London's Sipsmith Gin has launched in Australia for the second time, following a short disruption of supply that followed its sale in late 2016 to global spirits giant Beam Suntory.

Co-founder Fairfax Hall acknowledges the landscape for gin has changed markedly since his last visit. "In Australia, we launched on the market I guess in 2011 and there were just a handful of gins. We were certainly the first craft gin in the market.

"Coming back here now, it's been amazing. You know, walking into just a great average neighbourhood bar and they've got a list of Australian gins the entire page and then a list of international gins the entire page."

Production and provenance

But Hall believes Sipsmith still has a vital part to play as custodian of London Dry Gin made using classic botanicals and traditional production methodology that had been lost until it opened in 2009, becoming the first operational distillery in London since 1823.

"We played that role of the renaissance brand bringing gin back and then I suppose the pioneer helping drive the category forward," he says.

"Effectively we represent the benchmark of True North – 'that' is classic gin. And then if people understand that, then that's awesome, because they can go, 'now I want to try a really spicy one that happens to come from Australia'… or they might want to try a really floral one that comes from Australia.

"Or they might want to try a kind of Australian iteration on that central classic theme of a London Dry Gin.

"Look at the whisky category for example, you know a single malt. There are a myriad of different flavors out there within the single malt category from the super peaty Laphroiag to the softer Speysides.


"I think the role for Sipsmith is to help people both in the bar trade, and just consumers, to understand how to navigate the gin category," he says.

Crisis of identity

Hall is concerned that the gin category is in danger of losing its identity, with so many newcomers desperately seeking a point of difference.

"In the last few years, over 300 distilleries have opened in the UK, and 26 other distilleries in London alone," he says.

"I mean it has just become absolutely crazy ... Because there are so many other gins on the market and so many other distilleries that preceded them, they're trying to define it by putting in even more weird and wonderful local botanicals that no-one has ever thought of before.

"And the danger is that actually they start not to taste very much like gin.

"Gin should be driven by juniper.
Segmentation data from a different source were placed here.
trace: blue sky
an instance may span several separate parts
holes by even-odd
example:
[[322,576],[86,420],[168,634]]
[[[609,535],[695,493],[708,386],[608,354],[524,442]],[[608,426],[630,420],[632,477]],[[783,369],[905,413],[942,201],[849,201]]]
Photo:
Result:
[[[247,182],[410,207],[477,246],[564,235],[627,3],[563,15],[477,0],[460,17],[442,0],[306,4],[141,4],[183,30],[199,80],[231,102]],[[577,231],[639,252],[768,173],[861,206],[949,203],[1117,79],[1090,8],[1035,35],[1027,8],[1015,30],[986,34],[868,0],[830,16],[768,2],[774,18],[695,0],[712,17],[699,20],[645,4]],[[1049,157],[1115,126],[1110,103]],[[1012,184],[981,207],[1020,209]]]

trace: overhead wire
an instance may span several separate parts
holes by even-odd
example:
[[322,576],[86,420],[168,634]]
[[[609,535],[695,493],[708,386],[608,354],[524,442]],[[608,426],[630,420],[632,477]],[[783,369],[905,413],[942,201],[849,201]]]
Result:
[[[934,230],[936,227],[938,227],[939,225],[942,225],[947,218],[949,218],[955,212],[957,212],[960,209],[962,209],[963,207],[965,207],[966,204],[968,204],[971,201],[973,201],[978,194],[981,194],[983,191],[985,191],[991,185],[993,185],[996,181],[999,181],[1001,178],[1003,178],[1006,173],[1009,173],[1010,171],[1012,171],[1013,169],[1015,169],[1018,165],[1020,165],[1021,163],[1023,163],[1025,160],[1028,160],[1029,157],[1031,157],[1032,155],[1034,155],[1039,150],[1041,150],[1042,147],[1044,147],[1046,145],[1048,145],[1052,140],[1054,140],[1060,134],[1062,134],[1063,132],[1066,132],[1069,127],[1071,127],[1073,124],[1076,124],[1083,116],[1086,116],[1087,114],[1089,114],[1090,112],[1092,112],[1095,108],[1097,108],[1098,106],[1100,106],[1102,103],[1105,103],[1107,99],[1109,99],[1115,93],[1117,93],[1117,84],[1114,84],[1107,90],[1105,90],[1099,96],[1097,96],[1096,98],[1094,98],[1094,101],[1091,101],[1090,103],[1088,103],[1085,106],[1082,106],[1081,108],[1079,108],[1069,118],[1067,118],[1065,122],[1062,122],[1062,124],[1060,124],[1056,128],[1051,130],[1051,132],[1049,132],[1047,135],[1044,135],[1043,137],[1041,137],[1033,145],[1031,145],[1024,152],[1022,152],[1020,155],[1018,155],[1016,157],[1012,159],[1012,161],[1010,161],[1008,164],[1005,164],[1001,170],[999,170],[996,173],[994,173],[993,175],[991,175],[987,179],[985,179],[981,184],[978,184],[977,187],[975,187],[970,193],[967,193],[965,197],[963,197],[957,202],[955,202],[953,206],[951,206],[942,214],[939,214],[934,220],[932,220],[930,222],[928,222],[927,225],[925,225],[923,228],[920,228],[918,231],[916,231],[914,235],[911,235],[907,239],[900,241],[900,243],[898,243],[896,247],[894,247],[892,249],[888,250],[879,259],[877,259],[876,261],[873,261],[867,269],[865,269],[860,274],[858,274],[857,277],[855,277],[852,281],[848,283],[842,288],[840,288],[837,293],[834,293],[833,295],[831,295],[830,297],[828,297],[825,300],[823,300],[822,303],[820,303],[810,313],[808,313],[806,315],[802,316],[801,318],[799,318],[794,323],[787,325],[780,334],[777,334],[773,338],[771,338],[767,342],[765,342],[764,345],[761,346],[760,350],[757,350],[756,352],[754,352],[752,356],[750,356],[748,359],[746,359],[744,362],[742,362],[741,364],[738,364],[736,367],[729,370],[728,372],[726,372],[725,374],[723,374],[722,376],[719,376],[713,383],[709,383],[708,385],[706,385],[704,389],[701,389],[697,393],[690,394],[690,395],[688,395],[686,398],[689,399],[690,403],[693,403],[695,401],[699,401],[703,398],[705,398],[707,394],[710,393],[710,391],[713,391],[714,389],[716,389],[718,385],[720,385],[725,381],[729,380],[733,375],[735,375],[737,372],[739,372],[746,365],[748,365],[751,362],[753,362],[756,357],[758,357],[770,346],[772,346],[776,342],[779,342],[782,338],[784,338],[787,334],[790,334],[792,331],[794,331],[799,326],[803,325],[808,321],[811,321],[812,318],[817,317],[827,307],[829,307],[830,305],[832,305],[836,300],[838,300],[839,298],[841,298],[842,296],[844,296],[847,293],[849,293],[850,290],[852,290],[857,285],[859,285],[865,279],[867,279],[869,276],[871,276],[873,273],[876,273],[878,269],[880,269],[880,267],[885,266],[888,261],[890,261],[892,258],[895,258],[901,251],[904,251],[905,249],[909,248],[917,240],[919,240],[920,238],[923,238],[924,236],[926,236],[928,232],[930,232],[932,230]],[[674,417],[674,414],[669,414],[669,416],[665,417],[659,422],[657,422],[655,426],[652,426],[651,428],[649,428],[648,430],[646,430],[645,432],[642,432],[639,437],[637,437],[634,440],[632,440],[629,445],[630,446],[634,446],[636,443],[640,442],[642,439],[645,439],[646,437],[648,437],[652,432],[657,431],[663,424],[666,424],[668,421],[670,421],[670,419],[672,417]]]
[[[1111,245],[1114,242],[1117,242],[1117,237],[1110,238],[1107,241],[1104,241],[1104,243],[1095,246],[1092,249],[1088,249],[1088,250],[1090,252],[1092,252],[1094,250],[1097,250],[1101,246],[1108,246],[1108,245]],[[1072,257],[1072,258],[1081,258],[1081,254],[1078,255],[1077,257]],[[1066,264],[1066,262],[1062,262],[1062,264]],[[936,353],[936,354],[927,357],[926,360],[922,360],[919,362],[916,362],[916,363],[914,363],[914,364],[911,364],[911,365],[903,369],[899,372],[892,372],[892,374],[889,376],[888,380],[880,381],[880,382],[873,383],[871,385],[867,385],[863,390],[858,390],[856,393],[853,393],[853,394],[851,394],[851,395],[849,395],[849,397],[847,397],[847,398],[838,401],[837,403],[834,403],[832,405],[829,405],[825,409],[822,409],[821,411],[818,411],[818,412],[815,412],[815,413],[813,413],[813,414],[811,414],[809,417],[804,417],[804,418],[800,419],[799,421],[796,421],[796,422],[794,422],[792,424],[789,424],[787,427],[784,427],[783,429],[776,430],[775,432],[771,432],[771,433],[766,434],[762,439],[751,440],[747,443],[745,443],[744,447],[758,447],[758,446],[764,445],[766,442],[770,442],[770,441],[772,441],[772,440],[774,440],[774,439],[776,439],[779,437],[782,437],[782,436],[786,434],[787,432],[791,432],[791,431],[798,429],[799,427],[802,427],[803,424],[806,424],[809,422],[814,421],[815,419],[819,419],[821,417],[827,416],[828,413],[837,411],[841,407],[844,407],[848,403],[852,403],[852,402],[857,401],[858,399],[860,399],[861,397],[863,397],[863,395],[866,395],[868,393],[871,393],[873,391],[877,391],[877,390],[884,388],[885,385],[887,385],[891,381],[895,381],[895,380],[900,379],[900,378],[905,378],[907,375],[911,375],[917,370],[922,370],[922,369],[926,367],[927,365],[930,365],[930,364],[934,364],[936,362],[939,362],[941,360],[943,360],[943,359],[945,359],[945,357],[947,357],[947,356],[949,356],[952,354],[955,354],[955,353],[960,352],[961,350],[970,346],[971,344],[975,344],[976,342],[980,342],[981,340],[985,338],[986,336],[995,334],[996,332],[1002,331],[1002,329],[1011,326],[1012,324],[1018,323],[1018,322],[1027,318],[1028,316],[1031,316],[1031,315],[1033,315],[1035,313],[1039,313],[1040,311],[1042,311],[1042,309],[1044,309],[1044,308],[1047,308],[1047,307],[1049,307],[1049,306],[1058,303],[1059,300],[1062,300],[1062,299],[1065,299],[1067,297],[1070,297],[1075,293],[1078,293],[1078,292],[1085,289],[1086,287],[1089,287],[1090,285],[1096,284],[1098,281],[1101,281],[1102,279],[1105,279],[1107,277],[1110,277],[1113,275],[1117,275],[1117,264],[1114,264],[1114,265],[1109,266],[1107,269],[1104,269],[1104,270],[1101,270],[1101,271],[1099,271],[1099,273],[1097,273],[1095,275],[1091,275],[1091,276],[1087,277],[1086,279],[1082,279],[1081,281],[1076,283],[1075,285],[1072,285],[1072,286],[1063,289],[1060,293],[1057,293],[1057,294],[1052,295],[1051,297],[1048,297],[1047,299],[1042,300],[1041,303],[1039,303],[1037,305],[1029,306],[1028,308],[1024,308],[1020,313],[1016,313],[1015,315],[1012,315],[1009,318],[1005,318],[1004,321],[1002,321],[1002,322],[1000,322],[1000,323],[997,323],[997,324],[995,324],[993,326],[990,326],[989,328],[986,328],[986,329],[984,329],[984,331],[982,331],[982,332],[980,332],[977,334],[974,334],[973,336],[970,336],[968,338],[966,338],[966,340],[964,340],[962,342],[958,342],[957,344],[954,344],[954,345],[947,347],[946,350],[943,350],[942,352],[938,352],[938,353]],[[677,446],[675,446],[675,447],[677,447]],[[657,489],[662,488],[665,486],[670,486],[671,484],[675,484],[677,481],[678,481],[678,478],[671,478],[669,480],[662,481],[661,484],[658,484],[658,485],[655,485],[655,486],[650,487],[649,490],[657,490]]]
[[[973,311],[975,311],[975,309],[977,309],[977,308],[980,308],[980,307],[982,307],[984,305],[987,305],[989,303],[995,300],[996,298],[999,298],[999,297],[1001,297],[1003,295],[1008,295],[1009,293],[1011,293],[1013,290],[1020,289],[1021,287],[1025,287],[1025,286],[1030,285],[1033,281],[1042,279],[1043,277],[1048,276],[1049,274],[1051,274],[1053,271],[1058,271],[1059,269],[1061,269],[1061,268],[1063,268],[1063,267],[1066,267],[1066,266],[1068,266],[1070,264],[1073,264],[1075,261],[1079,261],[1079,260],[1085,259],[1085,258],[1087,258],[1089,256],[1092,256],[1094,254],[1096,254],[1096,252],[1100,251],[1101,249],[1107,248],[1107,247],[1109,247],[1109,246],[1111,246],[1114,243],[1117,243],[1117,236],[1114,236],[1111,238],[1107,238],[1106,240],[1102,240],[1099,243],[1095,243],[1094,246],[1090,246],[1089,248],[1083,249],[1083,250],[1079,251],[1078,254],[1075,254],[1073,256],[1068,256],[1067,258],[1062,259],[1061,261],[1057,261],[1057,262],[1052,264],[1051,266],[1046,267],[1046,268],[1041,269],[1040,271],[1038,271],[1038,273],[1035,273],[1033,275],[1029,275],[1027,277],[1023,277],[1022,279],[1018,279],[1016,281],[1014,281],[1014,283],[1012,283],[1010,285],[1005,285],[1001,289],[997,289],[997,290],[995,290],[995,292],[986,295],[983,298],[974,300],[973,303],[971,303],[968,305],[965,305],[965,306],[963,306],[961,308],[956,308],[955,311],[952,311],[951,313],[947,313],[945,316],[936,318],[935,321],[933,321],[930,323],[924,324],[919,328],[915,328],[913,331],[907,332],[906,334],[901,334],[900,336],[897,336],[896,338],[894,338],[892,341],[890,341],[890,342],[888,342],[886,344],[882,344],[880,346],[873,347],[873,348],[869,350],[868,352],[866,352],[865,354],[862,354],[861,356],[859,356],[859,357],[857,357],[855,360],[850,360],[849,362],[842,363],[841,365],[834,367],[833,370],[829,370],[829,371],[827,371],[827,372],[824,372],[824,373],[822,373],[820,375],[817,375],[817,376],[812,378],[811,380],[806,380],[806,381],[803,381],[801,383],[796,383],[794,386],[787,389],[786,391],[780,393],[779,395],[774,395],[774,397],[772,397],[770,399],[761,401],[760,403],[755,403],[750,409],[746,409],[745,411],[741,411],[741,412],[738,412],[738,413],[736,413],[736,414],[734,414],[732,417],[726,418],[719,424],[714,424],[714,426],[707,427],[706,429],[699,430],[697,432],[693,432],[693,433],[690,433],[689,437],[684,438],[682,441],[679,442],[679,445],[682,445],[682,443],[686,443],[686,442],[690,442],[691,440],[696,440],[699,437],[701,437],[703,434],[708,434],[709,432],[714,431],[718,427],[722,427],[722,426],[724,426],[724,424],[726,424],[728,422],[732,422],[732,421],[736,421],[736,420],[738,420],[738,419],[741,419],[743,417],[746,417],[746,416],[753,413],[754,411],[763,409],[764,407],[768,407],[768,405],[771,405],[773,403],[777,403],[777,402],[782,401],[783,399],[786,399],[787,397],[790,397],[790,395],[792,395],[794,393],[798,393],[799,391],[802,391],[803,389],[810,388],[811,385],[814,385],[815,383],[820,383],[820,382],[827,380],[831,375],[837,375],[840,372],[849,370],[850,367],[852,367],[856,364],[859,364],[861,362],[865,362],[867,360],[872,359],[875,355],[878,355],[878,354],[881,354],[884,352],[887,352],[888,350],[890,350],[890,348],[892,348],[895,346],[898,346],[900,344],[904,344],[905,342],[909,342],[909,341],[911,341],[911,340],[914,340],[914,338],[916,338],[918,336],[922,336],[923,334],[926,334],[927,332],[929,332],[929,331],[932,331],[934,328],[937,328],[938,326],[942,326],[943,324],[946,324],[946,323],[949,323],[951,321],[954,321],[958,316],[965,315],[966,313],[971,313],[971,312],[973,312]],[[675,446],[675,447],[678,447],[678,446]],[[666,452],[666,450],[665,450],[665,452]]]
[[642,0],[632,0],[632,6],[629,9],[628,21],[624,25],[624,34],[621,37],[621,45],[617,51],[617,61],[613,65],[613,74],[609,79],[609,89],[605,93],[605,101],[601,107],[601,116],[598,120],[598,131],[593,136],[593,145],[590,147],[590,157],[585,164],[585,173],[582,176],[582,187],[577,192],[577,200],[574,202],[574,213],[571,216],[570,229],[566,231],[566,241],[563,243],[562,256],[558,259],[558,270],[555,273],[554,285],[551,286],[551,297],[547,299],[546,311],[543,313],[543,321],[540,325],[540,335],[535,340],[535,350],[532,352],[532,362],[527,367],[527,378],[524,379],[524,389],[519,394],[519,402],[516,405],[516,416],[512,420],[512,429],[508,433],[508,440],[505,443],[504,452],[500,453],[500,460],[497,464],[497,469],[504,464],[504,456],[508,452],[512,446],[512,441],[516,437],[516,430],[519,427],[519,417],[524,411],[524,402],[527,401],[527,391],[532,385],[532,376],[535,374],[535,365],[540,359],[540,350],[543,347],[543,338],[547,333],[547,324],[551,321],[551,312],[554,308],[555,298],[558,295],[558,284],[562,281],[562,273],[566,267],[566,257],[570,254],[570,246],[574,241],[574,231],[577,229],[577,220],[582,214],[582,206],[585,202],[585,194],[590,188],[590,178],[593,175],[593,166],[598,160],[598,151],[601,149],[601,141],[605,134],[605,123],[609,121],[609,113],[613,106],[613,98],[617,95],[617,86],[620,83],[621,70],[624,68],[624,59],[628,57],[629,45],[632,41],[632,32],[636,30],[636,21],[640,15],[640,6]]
It has to have that juniper edge to it. If you can't taste the juniper in it, then why is it called gin? Otherwise, just call it flavoured vodka and make it flavoured vodka."

Local boundaries

Australia's Four Pillars Gin has just released two new barrel-aged variants, Sherry Cask Gin and Chardonnay Barrel Gin.

These follow on from other unconventional riffs on gin such as its annual vintage release, Bloody Shiraz Gin.

But Four Pillars co-founder Stuart Gregor agrees with Hall that there are boundaries distillers must operate within, if they are going to label a product as gin.

"I'm not one for lots of rules, but what I consider to be good barrel-aged gin is, it needs to taste more of gin than it does of the oak," he says.

"It shouldn't end up tasting like a bourbon or a whisky because that takes it out of the gin category."

Flavour's tipping point

Gregor takes heed of the wine industry's dark days, when Chardonnay and Shiraz tasted more of the American oak they were matured in, than the grapes and vineyard.

"We're very careful about not resting it too long in oak because there is a tipping point where it's less gin, more barrel. We need to always make sure we get that balance right," he says.

Hall's concerns about the about the wider gin category have not stopped Sipsmith from releasing some innovative and unconventional products, such as a Black Maple Gin Liqueur for Pancake Day and a Strawberries and Cream Gin during Wimbledon.

Sophisticated sipping

But these products are only released on a smaller scale to the Sipping Society, a subscription-only group of the distiller's hardcore gin fans who periodically receive some bottles of limited release, experimental gins, some of which definitely push the boundaries of the category.

"It's catering to a very small, very well-informed group of people who are very specifically looking for weird and wonderful flavour profiles," he says.

"These are super sophisticated gin users, they already absolutely get what gin is and they understand that they're then they're branching away from that.

"Our classic London Dry Gin is our core product and frankly something like 90 per cent of everything that we sell.

"The vast majority of people who are drinking gin just want a great gin experience that is not too weird and wacky," says Hall.